Czytając Złego pana zastanawiałam się, dla kogo właściwie przeznaczona jest ta pozycja? Podobnie jak większość jej dorosłych odbiorców czytałam wbita w fotel, a każdy mięsień  mojego ciała, napięty jak struna buntował się przeciw takiemu obrazowi rzeczywistości. Realnej rzeczywistości, która rozgrywać się może tuż za ścianą.


Zły Pan opowiada wpół metaforycznie, ale bardzo plastycznie o tym, jak może czuć się dziecko doświadczające przemocy i strachu. Ten opis może dać głos innym dzieciom, które czują się podobnie – i dzięki tej historii znajdą słowa, aby zwerbalizować swoje doświadczenia. Dlatego z początku pomyślałam, że to książka głównie dla terapeutów pracujących z dziećmi i całymi rodzinami doświadczającymi przemocy.


Ale czy książka o niepełnosprawnej nastolatce – jest skierowana tylko do niepełnosprawnych nastolatek? A Oskar i Róża tylko dla czytelników zmagających się nowotworem? Przemoc jest wokół nas. Możemy spotkać na naszej drodze dziecko doświadczające przemocy. Jak z nim rozmawiać ? To takie trudne! Owszem. Trudne.

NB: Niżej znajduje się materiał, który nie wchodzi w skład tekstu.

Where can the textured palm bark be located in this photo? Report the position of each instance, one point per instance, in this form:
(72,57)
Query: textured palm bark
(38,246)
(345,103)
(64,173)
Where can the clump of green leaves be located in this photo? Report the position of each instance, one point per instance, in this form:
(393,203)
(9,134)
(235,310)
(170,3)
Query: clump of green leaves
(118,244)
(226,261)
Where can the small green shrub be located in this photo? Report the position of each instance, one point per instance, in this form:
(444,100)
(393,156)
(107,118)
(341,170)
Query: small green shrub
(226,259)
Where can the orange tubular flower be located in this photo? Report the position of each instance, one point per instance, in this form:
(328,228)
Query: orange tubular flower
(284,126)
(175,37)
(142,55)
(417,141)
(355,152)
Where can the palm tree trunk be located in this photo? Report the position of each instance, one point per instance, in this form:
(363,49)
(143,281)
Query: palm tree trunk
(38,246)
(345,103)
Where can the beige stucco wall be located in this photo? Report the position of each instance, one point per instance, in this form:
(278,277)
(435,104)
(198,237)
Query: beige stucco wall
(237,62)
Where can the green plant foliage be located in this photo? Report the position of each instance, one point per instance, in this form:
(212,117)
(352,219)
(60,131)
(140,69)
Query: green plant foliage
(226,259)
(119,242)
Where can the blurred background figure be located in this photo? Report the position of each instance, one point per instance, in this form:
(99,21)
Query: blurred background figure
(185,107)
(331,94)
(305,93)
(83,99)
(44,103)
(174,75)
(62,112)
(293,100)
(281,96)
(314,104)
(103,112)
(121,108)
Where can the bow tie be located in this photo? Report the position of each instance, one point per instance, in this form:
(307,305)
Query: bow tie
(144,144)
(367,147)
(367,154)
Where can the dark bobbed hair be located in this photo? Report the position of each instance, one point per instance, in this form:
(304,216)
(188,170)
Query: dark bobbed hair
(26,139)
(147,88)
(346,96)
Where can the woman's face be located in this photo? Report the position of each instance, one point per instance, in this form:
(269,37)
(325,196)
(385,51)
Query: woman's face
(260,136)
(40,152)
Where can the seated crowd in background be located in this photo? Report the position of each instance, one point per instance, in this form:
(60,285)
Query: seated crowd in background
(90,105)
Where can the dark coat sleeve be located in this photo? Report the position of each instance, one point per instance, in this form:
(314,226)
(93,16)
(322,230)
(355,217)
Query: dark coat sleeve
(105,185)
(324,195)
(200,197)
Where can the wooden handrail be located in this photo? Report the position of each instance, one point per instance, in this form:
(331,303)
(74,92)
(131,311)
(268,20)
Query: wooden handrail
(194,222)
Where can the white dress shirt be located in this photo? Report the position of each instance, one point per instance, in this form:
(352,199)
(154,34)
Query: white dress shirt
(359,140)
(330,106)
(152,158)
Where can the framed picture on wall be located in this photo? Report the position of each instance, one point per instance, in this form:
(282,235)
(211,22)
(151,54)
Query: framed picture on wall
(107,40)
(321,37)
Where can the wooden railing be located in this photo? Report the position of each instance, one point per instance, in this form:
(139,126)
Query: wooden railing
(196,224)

Truizmem jest stwierdzenie, że dzieci odbierają rzeczywistość nieco inaczej niż my, dorośli. Wydają się być bardziej wrażliwe – co często wynika z faktu, że są po prostu bardziej bezpośrednie. To, co dorośli ukrywają skrzętnie pod kożuchem konwenansów,  politycznej poprawności lub pseudo-psychologicznego bełkotu, u dzieci pozostaje "na wierzchu". Odsłaniają miękki brzuszek dużo odważniej niż my - dorośli. Czasem tylko brakuje im odpowiednich słów, aby nazwać to, co boli, czego się boją. Wydają nam się przez to bardziej bezbronne. Unikamy trudnych rozmów i niewygodnych tematów, aby je "chronić". Podczas gdy prawdziwą ochronę można przecież zastosować dopiero wtedy, gdy wiemy co się naprawdę dzieje. A jak się tego dowiedzieć, skoro boimy się zapytać?
Można porozmawiać z dzieckiem sięgając po metaforykę Złego Pana. Można pomóc mu napisać list do Króla…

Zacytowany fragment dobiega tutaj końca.